Cara mengatur posisi duduk :
    *Atur sandaran kursi hingga menempel seluruhnya pada punggung Anda secara sempurna. Posisi duduk yang baik adalah pergelangan kedua tangan anda tepat berada di bagian teratas lingkar setir (menggelantung), setelah itu posisikan kedua tangan Anda pada posisi jam 9 dan 3.
    *Posisi tangan pada jam 10 dan 2 dulu memang populer. Tapi kini ditinggalkan karena saat airbag mengembang, tangan dapat terlontar ke wajah pengemudi sehingga berpotensi terluka akibat terantuk tangan sendiri maupun jam tangan, gelang dan sebagainya.
    *Posisi jam 9 dan 3 memberikan posisi tangan hampir sejajar dengan jantung sehingga darah di bagian tangan mudah bersirkulasi dibanding posisi 10 dan 2.
    *Atur posisi kaki terhadap pedal-pedal.
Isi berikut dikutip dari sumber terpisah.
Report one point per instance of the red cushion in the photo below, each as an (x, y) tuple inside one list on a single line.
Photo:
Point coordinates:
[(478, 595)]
Posisikan tumit kaki kanan berada di antara pedal gas dan rem untuk mempercepat reaksi.
    *Atur ketinggian sandaran kepala sebatas telinga, Sandaran kepala (head restraint) diciptakan bukan sekadar untuk tempat bersandar kepala, tapi lebih kepada perlindungan tulang leher dari resiko patah akibat kendaraan ditabrak dari belakang dan saat terjadi tabrakan.
    *Atur semua spion untuk meminimalisir area blind spot.

Posisi Tangan
Pada posisi tangan jam 9 dan 3, selain aman saat airbag mengembang, gerakan pengemudi lebih efisien dalam menjangkau tombol dan tuas pengendali, misalnya menyalakan wiper dan sein hanya dengan jari. Posisi seperti itu juga membuat pengendara dapat mengontrol kendaraan lebih baik.

Waspadai ibu jari jangan masuk kedalam lingkaran dalam roda kemudi karena dapat berpotensi terkena cedera akibat umpan balik setir akibat ban terantuk dengan batu, trotoar atau benda yang tak terduga.

Teknik Pengereman

Pengereman merupakan tindakan pencegahan terhadap benturan. Lakukan dengan cara yang benar. Ada beberapa teknik pengereman yang dikenal, yaitu Normal Braking (ease and squeeze), Threshold dan Pulse.

Bila kendaraan sudah dilengkapi ABS, Anda tinggal tekan pedal rem sekeras mungkin tanpa takut ban mengunci, mobilpun masih bisa dikendalikan. Bila tak dilengkapi ABS, lakukan teknik Threshold, dimana Anda menginjak pedal sekeras mungkin tapi jangan sampai roda mengunci. Jika ban mengunci, kurangi injakan rem. Ingat, selalu jaga kekuatan injakan di titik kritis. Dengan teknik Pulse, buatlah pulsa injakan rem dengan cara menendang keras pedal berulang kali sampai mobil berhenti. Semakin cepat dan kuat tendangan, makin cepat pula kendaraan berhenti. Cara ini efektif di jalan yang licin.

Perlu diperhatikan pula kondisi jalan saat melakukan pengereman. Jalan licin, jalan tanah atau jalan rusak, maupun jalan dengan polisi tidur membutuhkan teknik dan kemampuan pengereman yang sesuai. Satu hal lagi, pengereman akan optimal bila Anda tidak panik.